With this patch I get the expected/right result:
cpus=1
sleep-210 [000] 525.177583: irq_enable: caller=trace_hardirqs_on_thunk parent=entry_SYSCALL_64_after_hwframe
sleep-210 [000] 525.177587: irq_enable: caller=__do_page_fault parent=(nil)S
sleep-210 [000] 525.177590: irq_enable: caller=trace_hardirqs_on_thunk parent=swapgs_restore_regs_and_return_to_usermode
sleep-210 [000] 525.177593: irq_enable: caller=do_syscall_64 parent=(nil)S
...

The same correct result can be obtained by hardcoding _stext in TP_printk() (of course, disabling KASLR to use fixed _stext), e.g. on x86_64:
TP_printk("caller=%pS parent=%pS",
- (void *)((unsigned long)(_stext) + __entry->caller_offs),
- (void *)((unsigned long)(_stext) + __entry->parent_offs))
+ (void *)(0xffffffff81000000UL + __entry->caller_offs),
+ (void *)(0xffffffff81000000UL + __entry->parent_offs))
);

The problem is caused by having the macros TP_fast_assign() and TP_printk() expanded in different way.
The simpler expansion of the former macro resolves correctly the symbol _stext.
The more complex expansion of the latter macro passes through some stringification that at the end incorrectly expands _stext as 0.
At first I thought to fix the macro expansion of TP_printk(), but then I realized that:
- on 32 bit systems there is no gain in coding 32 bit offset instead of 32 bit pointer
- on 64 bit systems I cannot find a constraint that guarantees that modules are loaded within 32 bit offset from _stext
then, this patch!

> > of TP_printk(), which then prints only the hex offset instead of
> > the name of the caller function.
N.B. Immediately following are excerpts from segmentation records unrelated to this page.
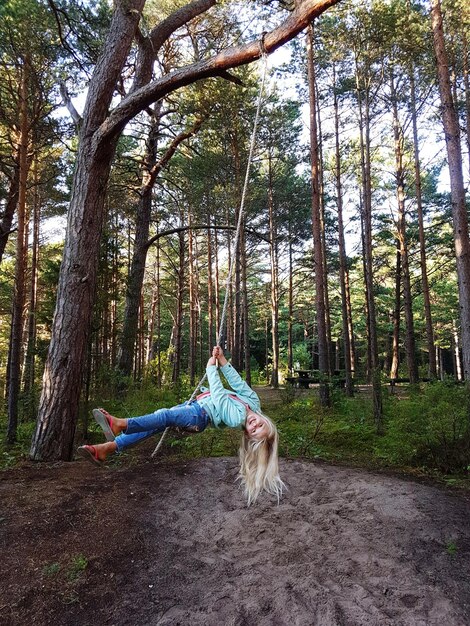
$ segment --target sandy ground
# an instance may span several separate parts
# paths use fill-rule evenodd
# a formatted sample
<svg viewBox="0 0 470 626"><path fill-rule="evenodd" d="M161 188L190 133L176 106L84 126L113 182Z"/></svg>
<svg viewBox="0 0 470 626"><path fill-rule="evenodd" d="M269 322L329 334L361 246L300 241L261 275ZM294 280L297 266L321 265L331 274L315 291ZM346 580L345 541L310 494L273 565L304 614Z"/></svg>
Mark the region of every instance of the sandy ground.
<svg viewBox="0 0 470 626"><path fill-rule="evenodd" d="M465 626L464 494L281 461L251 508L235 458L0 474L3 625Z"/></svg>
Plus, on arm arch the kernel
> > modules are loaded at address lower than _stext, causing the u32
> > offset arithmetics to overflow and wrap at 32 bits.
>
> If we use signed 32-bit, will that solve the module issue?
>

Of course, on arm 32 bit using a signed offset would solve the 32 bit wraparound.
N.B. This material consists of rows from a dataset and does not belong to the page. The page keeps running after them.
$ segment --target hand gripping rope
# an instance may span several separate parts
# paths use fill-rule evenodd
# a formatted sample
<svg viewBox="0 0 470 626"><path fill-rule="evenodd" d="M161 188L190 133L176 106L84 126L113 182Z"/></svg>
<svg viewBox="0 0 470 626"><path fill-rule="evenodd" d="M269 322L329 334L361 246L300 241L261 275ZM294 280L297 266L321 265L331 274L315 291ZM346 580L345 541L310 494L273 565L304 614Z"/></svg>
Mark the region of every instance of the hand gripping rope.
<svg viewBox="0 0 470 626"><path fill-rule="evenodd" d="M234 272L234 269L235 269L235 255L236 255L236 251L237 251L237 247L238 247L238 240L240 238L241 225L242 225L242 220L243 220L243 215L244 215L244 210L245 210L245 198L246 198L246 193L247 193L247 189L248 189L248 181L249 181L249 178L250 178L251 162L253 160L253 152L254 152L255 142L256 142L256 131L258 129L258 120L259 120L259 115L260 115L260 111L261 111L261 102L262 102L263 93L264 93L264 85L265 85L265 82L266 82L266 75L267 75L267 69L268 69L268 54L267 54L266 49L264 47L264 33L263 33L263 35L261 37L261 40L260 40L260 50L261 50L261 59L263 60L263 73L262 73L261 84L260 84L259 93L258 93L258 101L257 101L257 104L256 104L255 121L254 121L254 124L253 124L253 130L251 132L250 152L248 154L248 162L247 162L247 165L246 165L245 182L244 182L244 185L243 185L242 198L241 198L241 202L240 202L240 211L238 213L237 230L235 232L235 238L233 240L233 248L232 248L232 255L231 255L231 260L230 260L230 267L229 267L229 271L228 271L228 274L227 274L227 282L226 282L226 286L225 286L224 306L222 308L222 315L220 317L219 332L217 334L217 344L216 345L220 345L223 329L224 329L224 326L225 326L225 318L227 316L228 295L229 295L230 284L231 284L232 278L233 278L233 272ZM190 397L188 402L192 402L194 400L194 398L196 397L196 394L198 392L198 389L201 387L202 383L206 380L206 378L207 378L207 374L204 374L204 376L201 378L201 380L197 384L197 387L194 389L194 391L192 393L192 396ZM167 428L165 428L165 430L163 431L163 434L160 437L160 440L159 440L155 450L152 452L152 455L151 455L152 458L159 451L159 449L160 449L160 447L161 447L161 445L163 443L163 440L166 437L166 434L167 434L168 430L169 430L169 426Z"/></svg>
> > I did not identified a 64 bit arch where the modules are loaded at
> > offset from _stext that exceed u32 range, but I also did not
> > identified any constraint to feel safe with a u32 offset.
> >
> > Log directly the instruction pointer instead of the offset to
> > _stext.
>
> I am not comfortable with this patch at the moment, mainly because it will
> increase the size of this rather high frequency event. But I'm not saying
> there isn't an issue on 32-bit. Let's discuss more.
>

Sure, the pressure on the trace buffer will increase on a 64 bit system, but in general it also has more memory than an embedded 32 bit system.
The key point is, instead, can we feel safe with a 32 bit offset in a 64 bit system? Is there any guarantee a module is loaded within 32 bits offset from _stext?

Antonio

> thanks,
>
> - Joel
>
>
> > Signed-off-by: Antonio Borneo <antonio.borneo@xxxxxx>
> > Fixes: d59158162e03 ("tracing: Add support for preempt and irq enable/disable events")
> > ---
> > include/trace/events/preemptirq.h | 12 ++++++------
> > 1 file changed, 6 insertions(+), 6 deletions(-)
> >
> > diff --git a/include/trace/events/preemptirq.h b/include/trace/events/preemptirq.h
> > index 95fba0471e5b..d548a6aafa18 100644
> > --- a/include/trace/events/preemptirq.h
> > +++ b/include/trace/events/preemptirq.h
> > @@ -18,18 +18,18 @@ DECLARE_EVENT_CLASS(preemptirq_template,
> > TP_ARGS(ip, parent_ip),
> >
> > TP_STRUCT__entry(
> > - __field(u32, caller_offs)
> > - __field(u32, parent_offs)
> > + __field(unsigned long, caller_ip)
> > + __field(unsigned long, parent_ip)
> > ),
> >
> > TP_fast_assign(
> > - __entry->caller_offs = (u32)(ip - (unsigned long)_stext);
> > - __entry->parent_offs = (u32)(parent_ip - (unsigned long)_stext);
> > + __entry->caller_ip = ip;
> > + __entry->parent_ip = parent_ip;
> > ),
> >
> > TP_printk("caller=%pS parent=%pS",
> > - (void *)((unsigned long)(_stext) + __entry->caller_offs),
> > - (void *)((unsigned long)(_stext) + __entry->parent_offs))
> > + (void *)__entry->caller_ip,
> > + (void *)__entry->parent_ip)
> > );
> >
> > #ifdef CONFIG_TRACE_IRQFLAGS
> > --
> > 2.24.0
> >